El organismo sanitario vetó la comercialización de implantes quirúrgicos, un plaguicida y un purificador por irregularidades graves. Esta estricta medida de control federal busca resguardar la salud pública prohibiendo la distribución de elementos no habilitados que circulaban ilegalmente tanto en locales físicos como en plataformas digitales.
Las actuaciones principales se desencadenaron a raíz de una inspección sorpresa en el depósito de una firma de ortopedia santafesina. En este sorpresivo procedimiento de control los inspectores detectaron prótesis truchas, tornillos sin autorización y dispositivos con fechas de caducidad adulteradas mediante etiquetas superpuestas.

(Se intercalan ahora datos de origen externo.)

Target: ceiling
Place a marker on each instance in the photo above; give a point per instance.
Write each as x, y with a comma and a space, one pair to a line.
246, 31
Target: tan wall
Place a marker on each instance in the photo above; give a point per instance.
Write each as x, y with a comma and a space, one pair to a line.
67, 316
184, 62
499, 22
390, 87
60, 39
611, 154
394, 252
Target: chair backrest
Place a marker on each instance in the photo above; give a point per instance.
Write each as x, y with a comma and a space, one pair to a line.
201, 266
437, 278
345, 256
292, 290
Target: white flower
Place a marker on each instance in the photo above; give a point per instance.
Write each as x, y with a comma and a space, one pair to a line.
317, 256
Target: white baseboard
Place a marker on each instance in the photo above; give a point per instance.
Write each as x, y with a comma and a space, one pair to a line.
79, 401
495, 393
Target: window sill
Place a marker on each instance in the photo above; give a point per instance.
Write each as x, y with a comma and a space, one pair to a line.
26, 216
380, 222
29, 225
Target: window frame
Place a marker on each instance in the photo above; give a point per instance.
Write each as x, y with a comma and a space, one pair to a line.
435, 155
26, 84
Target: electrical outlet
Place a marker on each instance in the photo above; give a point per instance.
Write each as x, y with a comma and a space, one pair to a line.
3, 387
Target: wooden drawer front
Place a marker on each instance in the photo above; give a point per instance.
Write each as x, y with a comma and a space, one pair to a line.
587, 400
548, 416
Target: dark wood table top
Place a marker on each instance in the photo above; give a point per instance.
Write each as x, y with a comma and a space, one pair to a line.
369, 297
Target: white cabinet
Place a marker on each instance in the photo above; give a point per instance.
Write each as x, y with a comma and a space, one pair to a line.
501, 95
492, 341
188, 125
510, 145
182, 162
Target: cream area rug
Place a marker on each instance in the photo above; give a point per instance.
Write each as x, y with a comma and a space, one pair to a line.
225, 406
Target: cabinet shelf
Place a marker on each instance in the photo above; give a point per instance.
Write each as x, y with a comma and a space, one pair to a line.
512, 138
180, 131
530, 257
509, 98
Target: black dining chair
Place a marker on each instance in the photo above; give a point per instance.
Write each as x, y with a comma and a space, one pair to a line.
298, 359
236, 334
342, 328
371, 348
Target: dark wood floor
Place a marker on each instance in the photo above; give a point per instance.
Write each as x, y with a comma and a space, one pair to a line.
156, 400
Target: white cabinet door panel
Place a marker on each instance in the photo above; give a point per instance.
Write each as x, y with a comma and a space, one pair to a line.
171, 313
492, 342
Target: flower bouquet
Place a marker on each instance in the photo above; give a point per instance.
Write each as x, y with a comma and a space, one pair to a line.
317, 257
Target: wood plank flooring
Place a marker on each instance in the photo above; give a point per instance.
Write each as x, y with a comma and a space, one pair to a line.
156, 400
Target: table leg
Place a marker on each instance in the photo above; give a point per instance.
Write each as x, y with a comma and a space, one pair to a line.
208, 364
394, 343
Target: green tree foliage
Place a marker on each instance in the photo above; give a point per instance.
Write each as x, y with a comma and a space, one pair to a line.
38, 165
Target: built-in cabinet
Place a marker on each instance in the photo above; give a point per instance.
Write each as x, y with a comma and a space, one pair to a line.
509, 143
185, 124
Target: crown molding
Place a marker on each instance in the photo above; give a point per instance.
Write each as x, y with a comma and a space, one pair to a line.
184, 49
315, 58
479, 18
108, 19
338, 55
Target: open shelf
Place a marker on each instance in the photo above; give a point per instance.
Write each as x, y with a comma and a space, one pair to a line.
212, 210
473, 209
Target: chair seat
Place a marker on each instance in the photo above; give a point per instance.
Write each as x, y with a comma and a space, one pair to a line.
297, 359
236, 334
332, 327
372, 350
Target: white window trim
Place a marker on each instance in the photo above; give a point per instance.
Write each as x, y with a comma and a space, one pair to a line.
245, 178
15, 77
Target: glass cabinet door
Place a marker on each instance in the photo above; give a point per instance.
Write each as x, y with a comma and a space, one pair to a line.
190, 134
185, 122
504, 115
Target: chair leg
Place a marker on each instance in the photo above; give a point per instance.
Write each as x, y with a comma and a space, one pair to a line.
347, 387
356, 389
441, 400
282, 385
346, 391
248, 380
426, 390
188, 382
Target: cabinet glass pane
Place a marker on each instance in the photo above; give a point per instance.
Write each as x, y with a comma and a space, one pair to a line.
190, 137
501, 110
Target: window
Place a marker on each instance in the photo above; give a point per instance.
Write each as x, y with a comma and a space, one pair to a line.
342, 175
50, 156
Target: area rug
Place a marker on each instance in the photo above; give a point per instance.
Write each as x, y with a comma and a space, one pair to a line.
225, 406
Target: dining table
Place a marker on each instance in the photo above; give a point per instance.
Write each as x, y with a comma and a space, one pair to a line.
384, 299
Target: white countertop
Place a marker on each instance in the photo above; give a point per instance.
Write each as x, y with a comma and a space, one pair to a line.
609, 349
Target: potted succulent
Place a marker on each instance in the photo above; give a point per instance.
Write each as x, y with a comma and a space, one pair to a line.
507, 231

Ante la gravedad del hallazgo, las autoridades nacionales radicaron una acusación judicial e impusieron la prohibición en todo el país. Asimismo, los técnicos del organismo extendieron las sanciones hacia un pesticida líquido hallado en zonas limítrofes y a un filtro purificador de agua que carecía del registro sanitario reglamentario.
Los elementos confiscados permanecerán restringidos para el consumo público hasta que las empresas responsables regularicen su encuadre normativo. Las autoridades sanitarias nacionales continuarán reforzando las fiscalizaciones interprovinciales para erradicar el comercio ilícito de insumos médicos sospechosos.